Неприкаянный. Камешек в жерновах - стр. 9
– Я не об этом. Не верится, что всего лишь два удачных попадания наворотили столько дел. Даже подумать боюсь, что же творится на борту «Тацуты». Вы вогнали в него не меньше двух десятков гранат.
– Девятнадцать. Из них пятнадцать по палубе и надстройкам и четыре в борт, – уточнил я.
– Всё одно преизрядно. Павел Михайлович, доложите о неисправностях, – приказал он лейтенанту, вахтенному начальнику, и уже к минному офицеру: – Андрей Петрович, доложите о потерях.
– Есть, – коротко отозвался мичман.
Тем временем вырубили дымогенератор, и мы наконец сумели посмотреть на дело рук своих. Ну что сказать, это у нас лихо так получилось. Водоизмещение «Тацута», конечно, не дотягивает и до тысячи тонн, но ведь он по идее должен был остаться на плаву при затоплении любых двух отсеков. Однако торпеда попала весьма удачно, а может, переходы между переборками не были задраены. Как бы то ни было, с него хватило и одного попадания. Авизо погружался в свинцовые воды, сильно накренившись на левый борт. Члены команды спешно покидали его, используя оставшиеся три шлюпки и пробковые матросские койки.
– И что будем с ними делать? – спросил я, наблюдая эту картину.
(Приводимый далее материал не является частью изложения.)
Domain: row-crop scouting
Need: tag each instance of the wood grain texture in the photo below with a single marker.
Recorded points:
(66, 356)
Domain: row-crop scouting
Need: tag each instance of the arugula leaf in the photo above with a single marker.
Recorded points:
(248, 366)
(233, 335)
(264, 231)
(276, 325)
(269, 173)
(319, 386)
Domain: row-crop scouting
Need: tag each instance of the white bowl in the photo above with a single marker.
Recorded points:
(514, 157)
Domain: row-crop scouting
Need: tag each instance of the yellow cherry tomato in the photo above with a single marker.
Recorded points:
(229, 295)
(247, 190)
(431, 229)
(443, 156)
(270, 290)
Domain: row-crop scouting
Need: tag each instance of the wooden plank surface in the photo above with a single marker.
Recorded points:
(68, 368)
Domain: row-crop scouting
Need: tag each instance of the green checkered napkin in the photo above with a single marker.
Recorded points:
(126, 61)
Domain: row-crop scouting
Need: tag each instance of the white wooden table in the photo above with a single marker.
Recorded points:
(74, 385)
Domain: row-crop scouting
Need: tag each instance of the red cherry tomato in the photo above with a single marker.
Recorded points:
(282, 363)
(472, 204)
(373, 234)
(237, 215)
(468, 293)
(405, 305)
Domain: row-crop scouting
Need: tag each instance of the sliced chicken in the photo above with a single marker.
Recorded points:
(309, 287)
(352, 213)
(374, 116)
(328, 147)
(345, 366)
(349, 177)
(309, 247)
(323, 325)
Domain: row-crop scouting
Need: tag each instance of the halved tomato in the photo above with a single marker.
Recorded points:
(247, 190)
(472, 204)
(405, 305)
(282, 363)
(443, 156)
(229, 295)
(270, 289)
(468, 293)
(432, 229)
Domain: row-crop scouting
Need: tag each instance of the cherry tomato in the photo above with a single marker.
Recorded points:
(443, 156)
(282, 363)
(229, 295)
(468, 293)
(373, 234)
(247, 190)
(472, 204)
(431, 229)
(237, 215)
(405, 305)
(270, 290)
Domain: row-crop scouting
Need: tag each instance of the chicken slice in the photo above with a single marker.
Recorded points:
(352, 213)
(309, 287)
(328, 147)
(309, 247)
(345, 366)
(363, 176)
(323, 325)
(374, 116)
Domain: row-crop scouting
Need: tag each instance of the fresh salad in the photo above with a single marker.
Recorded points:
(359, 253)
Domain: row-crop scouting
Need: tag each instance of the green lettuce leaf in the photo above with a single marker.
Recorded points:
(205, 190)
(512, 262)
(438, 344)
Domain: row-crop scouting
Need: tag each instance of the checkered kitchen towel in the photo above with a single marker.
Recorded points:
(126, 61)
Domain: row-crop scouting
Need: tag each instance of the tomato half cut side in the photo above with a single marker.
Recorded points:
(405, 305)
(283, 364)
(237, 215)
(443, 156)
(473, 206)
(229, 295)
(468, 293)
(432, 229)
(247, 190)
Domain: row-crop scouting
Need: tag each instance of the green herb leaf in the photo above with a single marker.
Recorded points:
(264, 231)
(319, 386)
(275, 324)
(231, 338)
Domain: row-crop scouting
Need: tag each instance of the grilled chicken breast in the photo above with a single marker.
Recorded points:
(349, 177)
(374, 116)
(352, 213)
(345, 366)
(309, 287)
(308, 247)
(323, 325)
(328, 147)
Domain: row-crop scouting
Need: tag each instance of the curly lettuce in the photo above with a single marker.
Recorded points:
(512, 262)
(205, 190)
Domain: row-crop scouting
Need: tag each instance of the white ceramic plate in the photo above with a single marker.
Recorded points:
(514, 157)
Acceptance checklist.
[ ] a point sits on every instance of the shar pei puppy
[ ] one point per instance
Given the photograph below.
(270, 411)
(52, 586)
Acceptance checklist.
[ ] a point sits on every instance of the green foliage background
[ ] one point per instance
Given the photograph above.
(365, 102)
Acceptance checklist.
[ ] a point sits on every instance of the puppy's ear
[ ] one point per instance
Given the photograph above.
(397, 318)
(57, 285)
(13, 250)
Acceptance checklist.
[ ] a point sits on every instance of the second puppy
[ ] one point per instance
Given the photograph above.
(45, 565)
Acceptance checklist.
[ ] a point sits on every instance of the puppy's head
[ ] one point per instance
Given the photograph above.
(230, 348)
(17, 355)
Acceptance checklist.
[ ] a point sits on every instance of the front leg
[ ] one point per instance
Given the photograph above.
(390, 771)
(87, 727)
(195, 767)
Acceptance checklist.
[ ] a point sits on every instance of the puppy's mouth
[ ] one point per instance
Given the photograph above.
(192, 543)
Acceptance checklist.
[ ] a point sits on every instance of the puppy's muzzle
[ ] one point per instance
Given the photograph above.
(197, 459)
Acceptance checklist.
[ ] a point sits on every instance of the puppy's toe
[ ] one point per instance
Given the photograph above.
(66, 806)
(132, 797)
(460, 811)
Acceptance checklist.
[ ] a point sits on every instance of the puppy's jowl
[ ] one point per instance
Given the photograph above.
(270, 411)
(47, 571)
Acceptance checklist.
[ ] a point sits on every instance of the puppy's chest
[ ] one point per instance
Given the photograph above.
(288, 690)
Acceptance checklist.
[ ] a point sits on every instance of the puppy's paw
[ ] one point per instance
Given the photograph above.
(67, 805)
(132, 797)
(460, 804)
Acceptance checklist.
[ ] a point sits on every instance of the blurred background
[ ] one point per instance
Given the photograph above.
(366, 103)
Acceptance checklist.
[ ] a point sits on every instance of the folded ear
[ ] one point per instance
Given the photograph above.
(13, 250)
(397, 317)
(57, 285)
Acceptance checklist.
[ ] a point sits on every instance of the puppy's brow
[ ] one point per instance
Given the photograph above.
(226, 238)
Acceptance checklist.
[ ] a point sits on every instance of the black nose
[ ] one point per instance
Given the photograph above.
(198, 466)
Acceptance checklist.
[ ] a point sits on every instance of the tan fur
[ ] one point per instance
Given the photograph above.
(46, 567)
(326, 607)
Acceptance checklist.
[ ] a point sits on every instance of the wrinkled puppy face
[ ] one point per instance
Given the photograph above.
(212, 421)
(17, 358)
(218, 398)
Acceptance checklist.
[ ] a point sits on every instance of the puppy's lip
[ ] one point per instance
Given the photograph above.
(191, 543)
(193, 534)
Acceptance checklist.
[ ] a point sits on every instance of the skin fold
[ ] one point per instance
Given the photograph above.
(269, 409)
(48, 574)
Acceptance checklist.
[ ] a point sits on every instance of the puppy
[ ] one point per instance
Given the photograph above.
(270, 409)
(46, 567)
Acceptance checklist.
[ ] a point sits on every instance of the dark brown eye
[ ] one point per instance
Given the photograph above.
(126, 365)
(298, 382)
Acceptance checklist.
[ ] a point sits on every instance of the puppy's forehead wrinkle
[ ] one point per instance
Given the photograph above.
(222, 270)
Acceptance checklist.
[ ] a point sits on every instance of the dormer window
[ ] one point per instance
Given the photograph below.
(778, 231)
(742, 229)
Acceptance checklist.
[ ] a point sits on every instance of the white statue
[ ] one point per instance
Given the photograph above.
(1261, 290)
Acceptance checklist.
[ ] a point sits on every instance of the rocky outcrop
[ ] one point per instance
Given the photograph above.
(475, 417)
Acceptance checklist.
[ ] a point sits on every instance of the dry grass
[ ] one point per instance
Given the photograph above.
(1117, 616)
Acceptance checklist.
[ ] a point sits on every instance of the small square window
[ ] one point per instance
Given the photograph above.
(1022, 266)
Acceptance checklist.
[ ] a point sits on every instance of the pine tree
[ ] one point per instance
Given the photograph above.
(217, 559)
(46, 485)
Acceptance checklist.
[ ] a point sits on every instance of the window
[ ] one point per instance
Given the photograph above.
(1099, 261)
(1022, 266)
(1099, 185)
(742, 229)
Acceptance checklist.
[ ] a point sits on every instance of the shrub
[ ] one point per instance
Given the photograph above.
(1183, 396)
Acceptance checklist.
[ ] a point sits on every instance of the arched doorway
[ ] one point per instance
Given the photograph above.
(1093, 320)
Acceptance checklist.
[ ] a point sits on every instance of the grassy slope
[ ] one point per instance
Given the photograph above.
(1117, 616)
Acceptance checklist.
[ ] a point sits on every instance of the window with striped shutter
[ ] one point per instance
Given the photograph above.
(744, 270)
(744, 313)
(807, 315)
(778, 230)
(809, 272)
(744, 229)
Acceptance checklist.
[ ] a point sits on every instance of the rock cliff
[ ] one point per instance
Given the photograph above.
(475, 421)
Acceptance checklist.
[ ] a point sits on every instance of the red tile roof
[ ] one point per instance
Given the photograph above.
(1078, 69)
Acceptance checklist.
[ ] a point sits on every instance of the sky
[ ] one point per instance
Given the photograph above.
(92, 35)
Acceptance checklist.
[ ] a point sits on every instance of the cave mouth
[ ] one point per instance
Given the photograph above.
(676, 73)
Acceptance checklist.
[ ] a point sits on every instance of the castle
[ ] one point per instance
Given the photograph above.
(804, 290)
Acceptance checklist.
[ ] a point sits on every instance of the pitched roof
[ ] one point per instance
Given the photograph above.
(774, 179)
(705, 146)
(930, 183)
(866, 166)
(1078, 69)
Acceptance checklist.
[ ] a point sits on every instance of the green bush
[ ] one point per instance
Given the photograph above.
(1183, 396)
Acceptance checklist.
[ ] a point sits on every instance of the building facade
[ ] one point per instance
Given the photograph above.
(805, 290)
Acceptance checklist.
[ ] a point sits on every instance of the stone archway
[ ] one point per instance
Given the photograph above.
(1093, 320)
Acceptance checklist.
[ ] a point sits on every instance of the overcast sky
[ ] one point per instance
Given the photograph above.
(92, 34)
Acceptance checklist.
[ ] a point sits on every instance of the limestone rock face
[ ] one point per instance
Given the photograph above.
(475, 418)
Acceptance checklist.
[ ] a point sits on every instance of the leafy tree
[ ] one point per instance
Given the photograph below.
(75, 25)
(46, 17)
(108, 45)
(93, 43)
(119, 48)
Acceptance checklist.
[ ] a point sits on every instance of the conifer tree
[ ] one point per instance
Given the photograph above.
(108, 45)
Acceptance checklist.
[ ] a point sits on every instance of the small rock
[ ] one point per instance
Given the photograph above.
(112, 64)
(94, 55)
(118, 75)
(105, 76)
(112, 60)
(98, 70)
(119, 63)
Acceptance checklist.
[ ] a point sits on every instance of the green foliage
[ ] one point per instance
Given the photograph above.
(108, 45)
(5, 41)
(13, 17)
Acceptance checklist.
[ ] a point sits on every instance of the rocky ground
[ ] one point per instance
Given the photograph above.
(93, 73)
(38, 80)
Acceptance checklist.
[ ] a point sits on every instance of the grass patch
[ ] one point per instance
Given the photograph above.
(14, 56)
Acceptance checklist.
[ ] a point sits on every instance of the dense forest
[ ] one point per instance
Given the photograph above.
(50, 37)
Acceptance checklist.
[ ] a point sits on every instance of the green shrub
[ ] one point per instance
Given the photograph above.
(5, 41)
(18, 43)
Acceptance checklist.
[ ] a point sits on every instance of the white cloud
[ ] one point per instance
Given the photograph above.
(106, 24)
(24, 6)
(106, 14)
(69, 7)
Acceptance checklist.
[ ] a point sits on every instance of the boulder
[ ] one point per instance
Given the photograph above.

– Предлагаете их спасать? – вздёрнул бровь Колчак.
– Вода холодная, и большинство из них погибнет от переохлаждения.
– И?
– Полагаю, что их можно спасти.
– Разрешите доложить, Александр Васильевич, восемь убитых и двенадцать раненых. Из них не способны встать в строй пять, – доложил мичман Афонин.
– Двенадцать пробоин палубы, надстройки и труб. Разбит компас на ходовом мостике, выведено из строя кормовое орудие. Машины и котлы исправны, ход держим уверенно, – сменил его лейтенант Юдин.
– Два попадания, и треть экипажа долой. С такими потерями ещё и о пленных думать? – глянул на меня Колчак.
– Родионов, насколько у тебя ещё хватит плёнки? – спросил я, не отводя взгляда от командира «Сердитого».
– На две или две с половиной минуты, ваше благородие, – отозвался мой кочегар, погладив лакированный деревянный корпус кинокамеры.
– Павел Михайлович, прикажите матросам вооружиться винтовками. Половину матросов из котельного и машинного отделения на палубу, – приказал Александр Васильевич вахтенному начальнику, читай старшему офицеру.
– Есть, Александр Васильевич.
Колчак жёсткий человек. Это видно уже сейчас. Он требователен к себе и к подчинённым и не питает сантиментов к врагу, даже поверженному. Если верить изученным мною материалам в будущем, он должен стать кровавым диктатором. Хотя хватает и тех, кто защищает его. Гражданская война грязная и чудовищная штука, чистеньких и пушистых в ней нет по определению. Так что сомневаюсь, что зверства белых сильно превосходили таковые со стороны красных. Когда брат идёт на брата, рубка идёт страшная и безжалостная.
Впрочем, сейчас речь о японцах, и тут уж у Колчака нет ни единой причины проявлять благородство или жалость. Разве только тщеславие, являющееся его явной слабостью. Вот на него-то я и надавил.
Когда мы приблизились к спасшимся, находящиеся в шлюпках вооружённые винтовками японские моряки открыли огонь, и пули звонко защёлкали по металлу. Колчак едва не отдал приказ расстрелять их из пушки, но я удержал его, ухватив за руку.
– Ложитесь в дрейф, дайте мне винтовку и пять минут. Я решу этот вопрос.